WHY ANDY THE TEENAGER IS OUR BOY

25 June 2006

The nation is set for a bumpy, yet glorious, relationship with its new tennis child.

He is the tennis son and brother we thought we might never have. In our hearts we always knew that the worst thing about these past years of Henman and Rusedski was the thought that sometime soon they would not be around for us to moan at. Especially with no Briton seeded at Wimbledon, for the first time in 10 years. Along comes Andy Murray, and our sporting home can happily moan again.

“Fears continue,” a national news bulletin announced gloomily last Thursday evening, “about Andy Murray’s form.” The nation’s new tennis child had just lost in three sets and a howling gale in the third round at Nottingham. What’s more, he had cursed under his breath and thrown his racket around when things went pear-shaped in the final set. Tut-tut, that will never do at Wimbledon.

But of course it will. Part of the bond formed so instantly between Britain (yes, we can adopt Scotland quick enough when we want to) and Master Murray last summer was the sense of shambolic indiscipline that matched his outrageous talent. He might be beating the big boys to get to the third round at Wimbledon and Queen’s but half the time he looked as much in need of a doctor as a coach – wobbling in the Stella, wilting at Wimbledon.

The boy couldn’t be eating properly. Perhaps he ought to have a better breakfast, stop wasting time with his Playstation, maybe even cut his hair. This ‘Kevin the unhealthy teenager’ image has been reinforced for us in the fleeting non-Wimbledon moments when tennis takes the attention. Murray was sick on court in a five-setter at the US Open, he got injured just before the Davis Cup and could only play doubles, and he began last week by needing five minutes of treatment to his right leg mid-match at Nottingham.

He even got censured for that most shocking of sports offences – the ‘audible obscenity’. Gosh, now we really do have almost the perfect ‘vulnerable bad boy’ image to fuss about as Wimbledon looms. All we need is for him to be knocked out in the first round, as he was in both the Australian and French Opens this year, and the cry can go up “whatever’s happened to Andy Murray?” or better still, the bar-room’s perennially least-deserved question whenever Henman finally exited, “why is he so useless?”

The true excitement is the talent and potential that lie beneath, the hardly-breathed thought that this boy in our tennis house might actually be the real thing. Didn’t the head of the LTA say only a week ago that Andy Murray was “our prize asset”? Didn’t we see it for ourselves when Murray lined up against Max Mirnyi, the fabled ‘Beast of Belarus’, at Nottingham on Wednesday.

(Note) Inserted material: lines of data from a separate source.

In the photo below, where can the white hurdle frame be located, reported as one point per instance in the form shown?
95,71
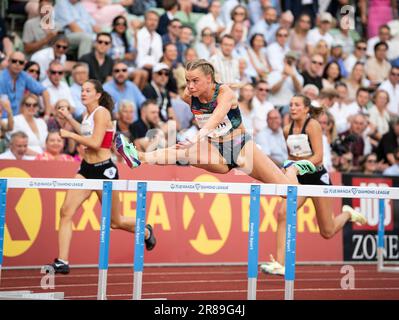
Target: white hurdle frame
254,190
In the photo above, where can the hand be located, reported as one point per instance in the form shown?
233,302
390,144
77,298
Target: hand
186,144
65,133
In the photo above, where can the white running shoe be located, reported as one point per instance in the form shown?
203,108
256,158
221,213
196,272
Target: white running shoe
273,267
356,216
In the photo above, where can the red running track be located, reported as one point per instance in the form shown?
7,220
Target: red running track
212,283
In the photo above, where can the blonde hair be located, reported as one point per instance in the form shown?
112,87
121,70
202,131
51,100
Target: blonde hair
206,67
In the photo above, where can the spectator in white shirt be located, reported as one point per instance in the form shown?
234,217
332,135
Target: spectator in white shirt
391,85
226,67
342,110
56,52
149,42
321,32
271,139
57,88
261,106
212,20
18,147
276,51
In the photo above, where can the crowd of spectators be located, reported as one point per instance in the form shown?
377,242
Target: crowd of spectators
342,54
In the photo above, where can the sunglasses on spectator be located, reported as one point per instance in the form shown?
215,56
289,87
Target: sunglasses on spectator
30,105
34,71
58,46
120,70
20,62
103,42
57,72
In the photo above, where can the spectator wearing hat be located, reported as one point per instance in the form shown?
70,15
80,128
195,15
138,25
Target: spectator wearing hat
156,90
321,32
276,51
285,83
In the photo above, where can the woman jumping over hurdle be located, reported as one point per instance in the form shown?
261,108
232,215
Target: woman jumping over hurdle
304,141
221,143
96,134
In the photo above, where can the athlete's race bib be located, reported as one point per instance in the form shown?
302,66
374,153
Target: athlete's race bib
222,129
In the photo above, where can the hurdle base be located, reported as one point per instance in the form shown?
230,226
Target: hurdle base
289,290
29,295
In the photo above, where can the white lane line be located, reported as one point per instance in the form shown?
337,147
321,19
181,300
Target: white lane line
281,280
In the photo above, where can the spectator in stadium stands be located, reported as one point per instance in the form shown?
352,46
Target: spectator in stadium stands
362,101
261,105
247,93
391,85
212,19
57,88
331,75
5,125
271,139
206,46
54,149
258,68
369,165
298,34
33,69
358,55
104,11
322,32
149,42
121,88
78,25
148,121
285,83
226,67
173,37
239,14
355,143
18,147
393,170
14,82
275,52
80,74
388,144
342,110
35,128
34,36
60,121
127,114
379,115
156,90
171,7
356,80
378,67
267,25
314,71
100,64
56,52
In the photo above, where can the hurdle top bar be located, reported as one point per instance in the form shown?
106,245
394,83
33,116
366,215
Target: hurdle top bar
205,187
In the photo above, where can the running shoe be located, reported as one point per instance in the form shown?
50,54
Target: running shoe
127,150
150,242
59,267
356,216
303,166
273,267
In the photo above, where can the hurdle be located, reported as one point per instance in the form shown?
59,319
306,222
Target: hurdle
254,190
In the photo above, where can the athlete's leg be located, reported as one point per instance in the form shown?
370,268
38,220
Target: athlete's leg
73,200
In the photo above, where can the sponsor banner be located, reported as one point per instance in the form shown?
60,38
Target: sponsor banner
191,227
360,242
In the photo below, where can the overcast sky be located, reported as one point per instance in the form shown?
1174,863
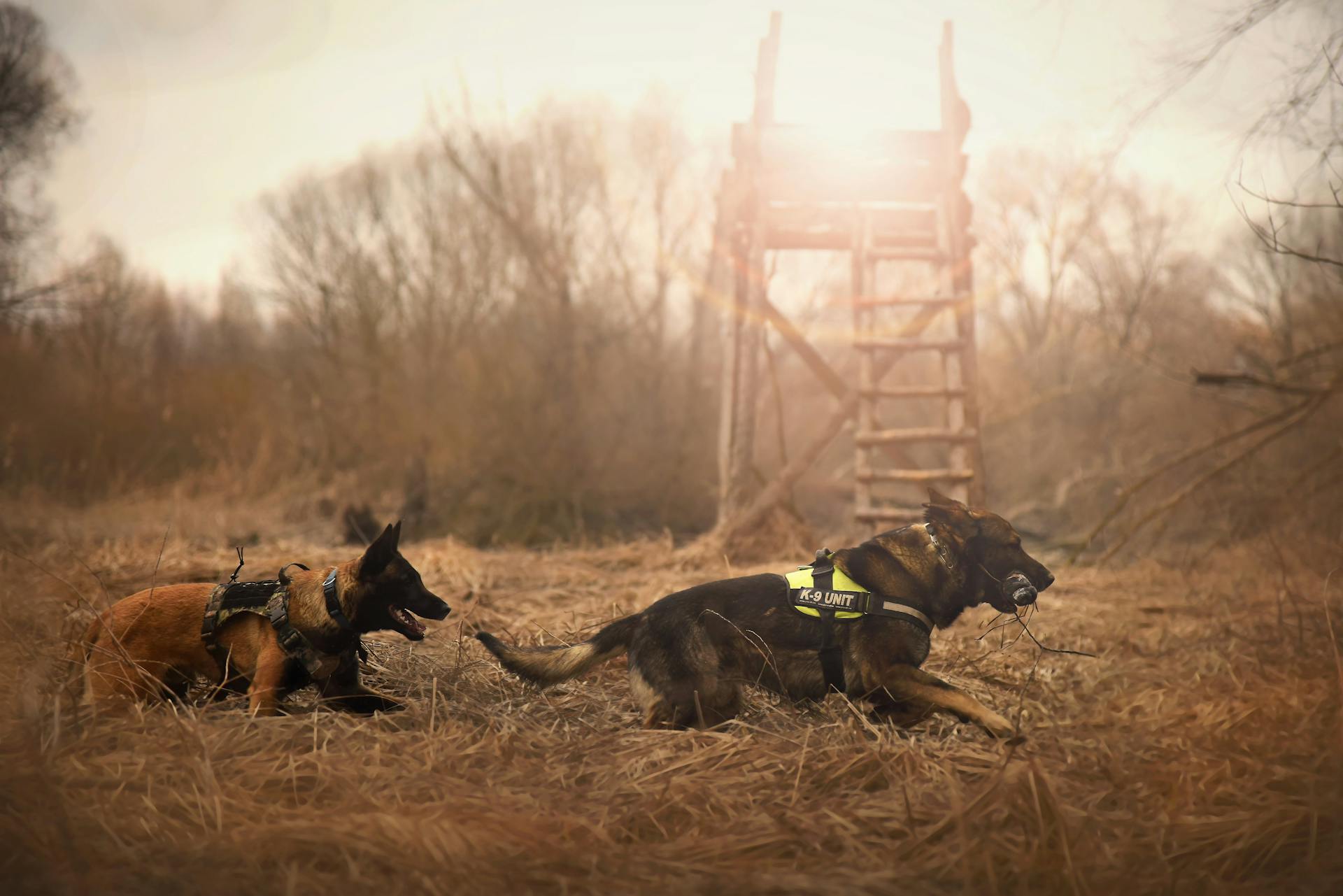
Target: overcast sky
194,108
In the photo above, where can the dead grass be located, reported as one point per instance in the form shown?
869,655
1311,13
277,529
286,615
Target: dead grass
1200,753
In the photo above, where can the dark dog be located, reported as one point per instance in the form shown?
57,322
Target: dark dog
150,643
693,650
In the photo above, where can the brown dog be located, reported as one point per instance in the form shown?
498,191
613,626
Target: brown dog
692,652
150,643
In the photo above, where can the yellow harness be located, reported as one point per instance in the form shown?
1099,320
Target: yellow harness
841,583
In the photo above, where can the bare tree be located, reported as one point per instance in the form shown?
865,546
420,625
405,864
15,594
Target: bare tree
35,113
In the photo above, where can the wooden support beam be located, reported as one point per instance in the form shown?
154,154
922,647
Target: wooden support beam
810,356
916,434
778,488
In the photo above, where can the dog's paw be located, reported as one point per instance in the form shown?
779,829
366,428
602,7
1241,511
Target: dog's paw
998,727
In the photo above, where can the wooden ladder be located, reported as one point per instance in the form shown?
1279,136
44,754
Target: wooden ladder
888,481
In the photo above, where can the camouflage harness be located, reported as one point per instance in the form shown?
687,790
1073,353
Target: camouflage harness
270,599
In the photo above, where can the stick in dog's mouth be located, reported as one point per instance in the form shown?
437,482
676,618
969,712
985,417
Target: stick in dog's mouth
406,624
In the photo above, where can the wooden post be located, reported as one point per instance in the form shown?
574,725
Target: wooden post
963,413
744,319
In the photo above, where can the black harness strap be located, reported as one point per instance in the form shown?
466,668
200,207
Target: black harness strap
832,659
334,602
270,599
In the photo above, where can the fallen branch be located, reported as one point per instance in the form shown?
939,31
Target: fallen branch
1217,471
1210,378
1125,495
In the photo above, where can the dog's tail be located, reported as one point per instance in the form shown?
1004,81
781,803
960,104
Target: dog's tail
551,665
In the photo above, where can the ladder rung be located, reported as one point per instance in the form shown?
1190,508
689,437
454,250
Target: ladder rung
890,515
915,476
928,301
904,254
909,344
912,391
930,434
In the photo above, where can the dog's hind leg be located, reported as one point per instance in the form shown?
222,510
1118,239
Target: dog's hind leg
674,695
906,684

The point of this match was not that Andy Murray won it (7-6, 6-4) but how much it told us about him. For a start, the very first glimpse reminds you that this is still an immature physical specimen. The 28-year-old Minsk-born Max gets his ‘Beast’ nickname because of his hunk-like 6ft 5in, 14½-stone frame which can thunder down untouchable 140 mph serves. Opposite him, 19-year-old Andy can hardly pack 11 stone into his still unfilled 6ft 1in frame. He had a big supporting boot on his left ankle. He looked like a gangly puppy in front of a lion.

For three games he played like one, his spiky face squinting out geekily under the white cap as the Beast’s thunderbolts crashed past. He may have been playing tennis since he was three, have first played abroad (in Rouen) when he was nine, and won the US Open Juniors at 17, but this is still very much an adolescent athlete. He will need at least a stone of meat and muscle before he gets anywhere near the maturity of the 6ft 1in, but 13½ stone Rafael Nadal, only 11 months his senior.

But then the innate competitive intelligence began to take over. He started to read the serve, that wonderful cross-court forehand twice left Mirnyi helpless and, best of all, a perfectly executed lob cast doubt on the Beast’s evident intention of crowding out the net.

On the first point of the tie-break Murray dared a drop shot and you could see the bafflement in Mirnyi. Into the second set and the increasing gale and the pattern continued. Murray had out-thought and out-played him. So next day Andy got blown over in the third set in even worse conditions by Andreas Seppi but on Wednesday we could see how Andy Murray took David Nalbandian to five at last year’s Wimbledon, how he beat Roddick and Hewitt on the way to that first ATP title at San Jose.

The question now is how do we and he cope with the fever of expectation? The answer is to realise how lucky both of us are to have it. For him the next two weeks will put him into the madness of the media forest fire. But he already knows that comes with the territory and that, tennis permitting, riches arrive to match the fame.

For us there will be plenty of our own family-type worries up ahead. He must get himself a coach and avoid a sense of powerful teenage willfulness that sometimes looms. But we only have to listen to the measured, self-deprecating maturity of his interviews to realise that part of his head is very much in tune. It will no doubt be, at times, a bumpy relationship. But it could be a glorious one. For us, to magnificently misquote Tennyson: “let there be less moaning at the bar.”